La Sauvage prit son bras sans affectation et ils s’entretinrent quelques instants.

Posté à une dizaine de pas, Jean-Baptiste Flack ne perdait rien de cette scène.

Il s’attendait à voir arriver Caudirol d’un moment à l’autre.

Son attente fut trompée.

La porte de Saint-Lazare s’ouvrit, en même temps qu’à l’intérieur de la maison on entendait ce cri, répété à intervalles réguliers :

— Liberté !

Et, chaque fois, une femme apparaissait sur le seuil de la prison et faisait quelques pas sur le trottoir.

Flack remarquait l’hésitation des libérées.

Les unes restaient là, indécises, ahuries de se trouver en plein air, après de longs mois de détention.

D’autres songeaient avec désespoir aux misères qui les attendaient, seules, sans ressources, sur le pavé de Paris.

La plupart étaient joyeuses et subissaient le vertige de la liberté. Plus de geôliers, plus de sœurs pour les espionner et les maltraiter ! Elles oubliaient la misère qui les guettait à la sortie.

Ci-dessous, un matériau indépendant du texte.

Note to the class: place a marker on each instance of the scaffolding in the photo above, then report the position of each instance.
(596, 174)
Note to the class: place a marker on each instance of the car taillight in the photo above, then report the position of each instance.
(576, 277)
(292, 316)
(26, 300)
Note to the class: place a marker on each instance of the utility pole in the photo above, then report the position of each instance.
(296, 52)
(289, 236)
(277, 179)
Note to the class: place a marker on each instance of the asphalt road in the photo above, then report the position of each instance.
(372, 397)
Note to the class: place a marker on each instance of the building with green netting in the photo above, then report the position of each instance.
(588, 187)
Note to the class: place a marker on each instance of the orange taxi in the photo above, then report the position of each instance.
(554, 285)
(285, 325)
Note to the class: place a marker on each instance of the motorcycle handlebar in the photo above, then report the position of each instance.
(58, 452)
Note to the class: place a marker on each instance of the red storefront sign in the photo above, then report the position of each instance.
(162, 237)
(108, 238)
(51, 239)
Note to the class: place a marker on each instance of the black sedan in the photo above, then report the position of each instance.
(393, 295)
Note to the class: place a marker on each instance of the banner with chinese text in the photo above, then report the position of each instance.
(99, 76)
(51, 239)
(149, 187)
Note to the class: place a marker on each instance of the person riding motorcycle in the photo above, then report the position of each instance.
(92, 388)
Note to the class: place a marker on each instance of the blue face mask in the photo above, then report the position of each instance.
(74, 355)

En passant devant le dernier guichet, un surveillant leur tendait un pain bis, appelé boule de son. Presque toutes le refusaient, sans songer que dans quelques heures la faim leur tordrait les entrailles.

Un certain nombre d’individus stationnaient devant la prison.

Des souteneurs attendaient leurs maîtresses. Des rôdeurs de barrière, en quête de femmes, essayaient de s’en procurer à bas prix, à la sortie des prisonnières.

À côté de cela, silencieux et à l’écart, des parents attendaient, eux aussi !

Une femme qui avait accouché dans la maison s’en alla les yeux baissés, en allaitant son enfant. Sous son tablier, elle dissimulait le pain noir qu’elle avait prudemment accepté.

Jean-Baptiste Flack se sentait envahi par une intolérable émotion.